Stellar Classification - SDSS17

Posted Feb 23, 2024

Stellar Preview

By 18 min read

Stellar Classification - SDSS17

Since I was a child, one of the topics I’ve always been fascinated by is space. The vastness of the universe, the mysteries of the galaxies, and the beauty of the night sky has always kept my curiosity. In the world of astronomy, one of the fundamental tasks is the classification of celestial objects, and the “Stellar Classification Dataset - SDSS17” provides an exciting opportunity to explore and understand the spectral characteristics of Stars, Galaxies, and Quasars. This dataset, based on observations from the Sloan Digital Sky Survey, contains a lot of information that açllow us to classify these objects and delve into the wonders of our cosmos. Let’s embark on this astronomical journey and analyze this dataset.

Metadata Dataset

Context - SDSS17

The Sloan Digital Sky Survey (SDSS), often referred to simply as SDSS, stands as a monumental achievement in the field of astronomy, a pioneer in unlocking the secrets of our vast cosmos. This multi-spectral imaging and spectroscopic redshift survey is conducted using a dedicated 2.5-meter wide-angle optical telescope located at the Apache Point Observatory in New Mexico, United States. Since its inception in the year 2000, SDSS has fundamentally transformed our understanding of the universe.

At its core, SDSS was built upon groundbreaking instrumentation and data processing techniques. It utilized a multi-filter/multi-array scanning CCD camera to efficiently capture high-quality images of the night sky. These images were complemented by a multi-object/multi-fiber spectrograph capable of simultaneously obtaining spectra from numerous celestial objects.

One of the project’s significant challenges was dealing with the unprecedented volume of data generated nightly by the telescope and instruments. This data was eventually processed, leading to the creation of extensive astronomical object catalogs, available for digital querying. SDSS played a pivotal role in advancing massive database storage and accessibility technologies, making its data widely accessible over the internet—a concept relatively novel at the time.

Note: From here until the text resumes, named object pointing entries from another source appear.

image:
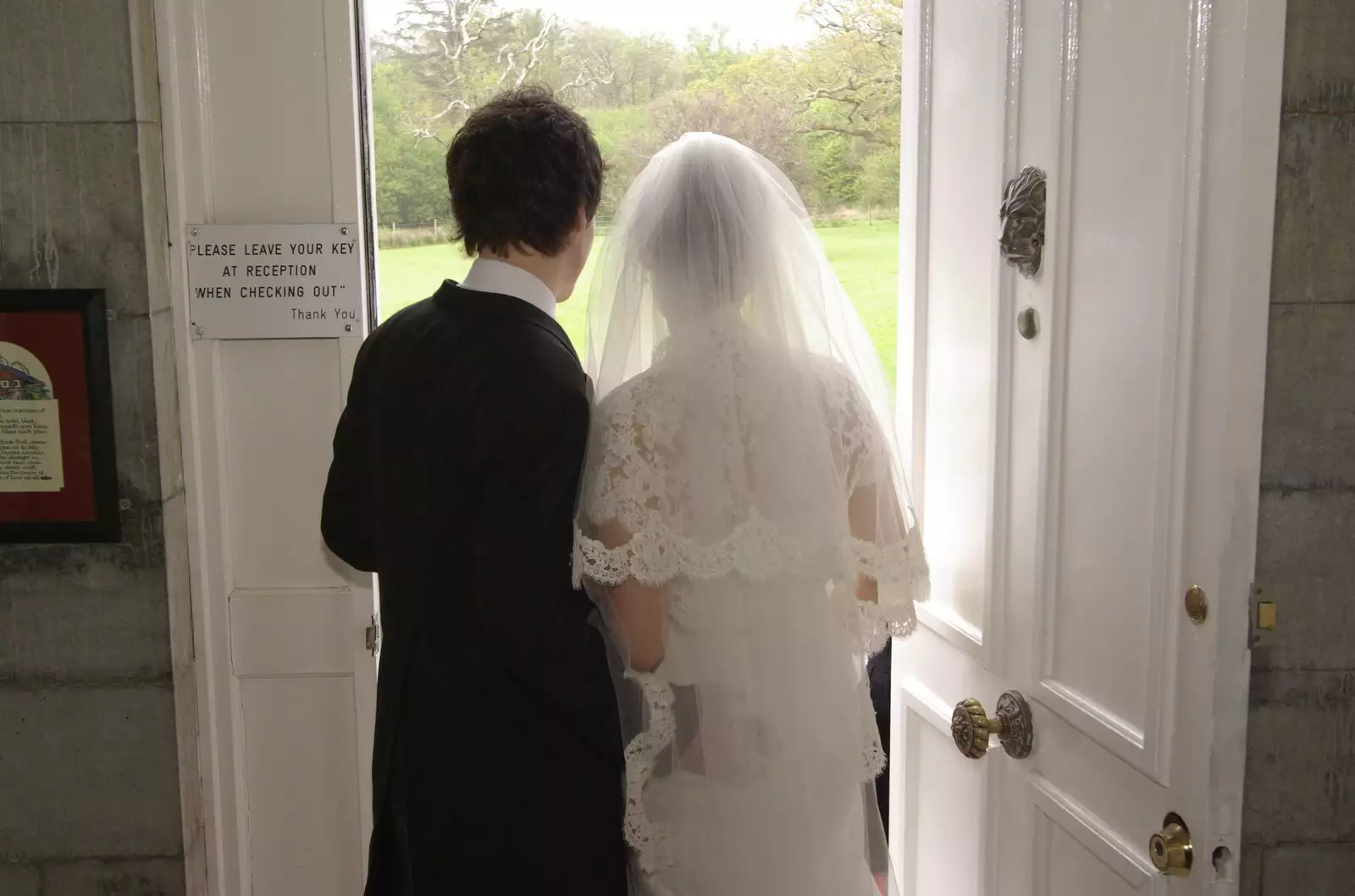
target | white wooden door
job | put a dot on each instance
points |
(1074, 485)
(262, 126)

The imaging camera collects photometric imaging data using an array of 30 SITe/Tektronix 2048 by 2048 pixel CCDs arranged in six columns of five CCDs each, aligned with the pixel columns of the CCDs themselves. SDSS r, i, u, z, and g filters cover the respective rows of the array, in that order. The survey operates the instrument in a drift scan mode: the camera slowly reads the CCDs as the data is being collected, while the telescope moves along great circles on the sky so that images of objects move along the columns of the CCDs at the same rate the CCDs are being read.

Content - SDSS17

The dataset comprises 100,000 observations of celestial objects captured by the Sloan Digital Sky Survey (SDSS). Each observation is characterized by 17 feature columns and 1 class column, which categorizes the object as either a star, galaxy, or quasar.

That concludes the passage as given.